我刚开始使用spark ML管道来实现一个使用LogisticRegressionWithLBFGS的多类分类器(它接受作为参数的类数)
我按照这个例子:
import org.apache.spark.{SparkConf, SparkContext}
import org.apache.spark.rdd.RDD
import org.apache.spark.ml.Pipeline
import org.apache.spark.ml.classification.LogisticRegression
import org.apache.spark.ml.feature.{HashingTF, Tokenizer}
import org.apache.spark.mllib.linalg.Vector
import org.apache.spark.sql.{Row, SQLContext}
case class LabeledDocument(id: Long, text: String, label: Double)
case class Document(id: Long, text: String)
val conf = new SparkConf().setAppName("SimpleTextClassificationPipeline")
val sc = new SparkContext(conf)
val sqlContext = new SQLContext(sc)
import sqlContext.implicits._
// Prepare training documents, which are labeled.

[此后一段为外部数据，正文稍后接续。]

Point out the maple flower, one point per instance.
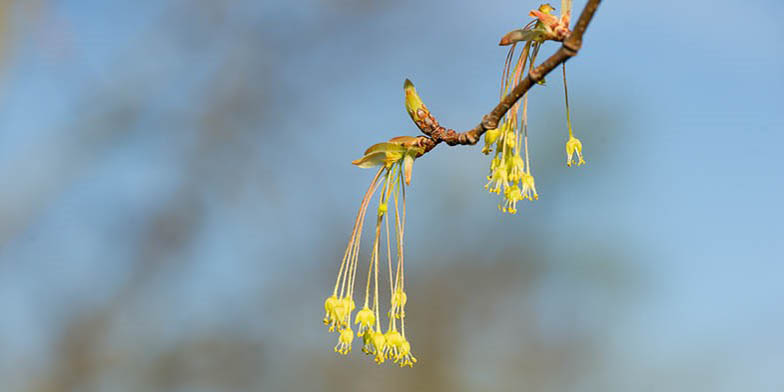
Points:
(394, 159)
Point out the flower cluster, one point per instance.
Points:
(395, 158)
(510, 169)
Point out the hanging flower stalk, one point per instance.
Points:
(505, 132)
(510, 168)
(395, 160)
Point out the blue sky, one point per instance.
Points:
(678, 105)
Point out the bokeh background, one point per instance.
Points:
(176, 193)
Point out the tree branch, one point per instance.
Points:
(571, 45)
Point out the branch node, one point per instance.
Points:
(489, 122)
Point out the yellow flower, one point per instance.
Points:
(497, 180)
(344, 341)
(365, 318)
(405, 358)
(395, 159)
(512, 196)
(398, 302)
(329, 307)
(374, 345)
(574, 146)
(393, 343)
(529, 189)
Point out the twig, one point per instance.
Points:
(571, 45)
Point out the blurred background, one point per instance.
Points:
(176, 193)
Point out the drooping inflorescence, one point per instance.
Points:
(510, 167)
(395, 158)
(510, 176)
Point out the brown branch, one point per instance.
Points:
(571, 45)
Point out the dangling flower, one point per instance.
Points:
(573, 144)
(405, 358)
(510, 166)
(529, 189)
(344, 341)
(365, 318)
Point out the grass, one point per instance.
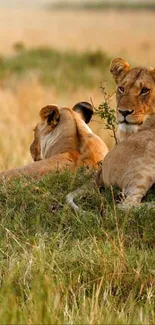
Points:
(58, 268)
(103, 5)
(64, 70)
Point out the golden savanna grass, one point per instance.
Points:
(21, 99)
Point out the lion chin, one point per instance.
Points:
(125, 130)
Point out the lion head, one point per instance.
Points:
(65, 130)
(135, 95)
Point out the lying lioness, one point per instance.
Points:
(62, 139)
(130, 165)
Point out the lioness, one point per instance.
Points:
(130, 165)
(63, 139)
(135, 96)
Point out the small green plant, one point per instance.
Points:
(105, 112)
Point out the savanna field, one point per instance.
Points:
(57, 267)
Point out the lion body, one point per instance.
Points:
(131, 164)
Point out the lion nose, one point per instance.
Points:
(125, 113)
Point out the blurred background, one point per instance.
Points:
(59, 52)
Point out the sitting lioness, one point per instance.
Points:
(62, 139)
(135, 96)
(130, 165)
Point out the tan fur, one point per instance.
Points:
(62, 140)
(131, 164)
(130, 96)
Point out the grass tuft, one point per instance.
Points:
(57, 267)
(64, 70)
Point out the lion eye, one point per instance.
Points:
(144, 91)
(121, 89)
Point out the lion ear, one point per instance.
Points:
(119, 68)
(50, 114)
(85, 109)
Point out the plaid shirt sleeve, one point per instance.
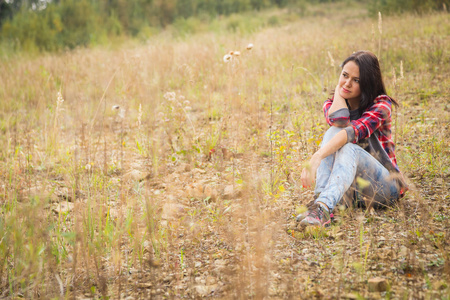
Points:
(378, 116)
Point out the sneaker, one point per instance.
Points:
(316, 215)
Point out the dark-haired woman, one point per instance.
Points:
(356, 161)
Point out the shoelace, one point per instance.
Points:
(317, 213)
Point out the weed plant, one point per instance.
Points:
(161, 170)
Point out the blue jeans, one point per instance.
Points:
(353, 174)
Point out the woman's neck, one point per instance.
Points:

val training = sc.parallelize(Seq(
LabeledDocument(0L, "a b c d e spark", 1.0),
LabeledDocument(1L, "b d", 0.0),
LabeledDocument(2L, "spark f g h", 1.0),
LabeledDocument(3L, "hadoop mapreduce", 0.0)))
// Configure an ML pipeline, which consists of three stages: tokenizer, hashingTF, and lr.
val tokenizer = new Tokenizer()
.setInputCol("text")
.setOutputCol("words")
val hashingTF = new HashingTF()
.setNumFeatures(1000)
.setInputCol(tokenizer.getOutputCol)
.setOutputCol("features")
val lr = new LogisticRegression()
.setMaxIter(10)
.setRegParam(0.01)
val pipeline = new Pipeline()
.setStages(Array(tokenizer, hashingTF, lr))
// Fit the pipeline to training documents.
val model = pipeline.fit(training.toDF)
// Prepare test documents, which are unlabeled.
val test = sc.parallelize(Seq(
Document(4L, "spark i j k"),
Document(5L, "l m n"),
Document(6L, "mapreduce spark"),
Document(7L, "apache hadoop")))
// Make predictions on test documents.
model.transform(test.toDF)
.select("id", "text", "probability", "prediction")
.collect()
.foreach { case Row(id: Long, text: String, prob: Vector, prediction: Double) =>
println("($id, $text) --> prob=$prob, prediction=$prediction")
}
sc.stop()
问题是ML使用的LogisticRegression类默认使用2个类(第176行):覆盖val numClasses:Int = 2
知道如何解决这个问题吗?
由于
答案 0 :(得分:1)
正如Odomontois所述,如果您想使用Spark ML Pipelines使用基本NLP管道,您只有两个选项:
new OneVsRest().setClassifier(logisticRegression)
CountVectorizer
)和支持多类分类的NaiveBayes
分类器答案 1 :(得分:0)
但是你的测试样本只有两个类..为什么它会在" auto"模式?你可以强制拥有多项分类:
val family: Param[String]
Param for the name of family which is a description of the label distribution to be used in the model. Supported options:
"auto": Automatically select the family based on the number of classes: If numClasses == 1 || numClasses == 2, set to "binomial". Else, set to "multinomial"
"binomial": Binary logistic regression with pivoting.
"multinomial": Multinomial logistic (softmax) regression without pivoting. Default is "auto".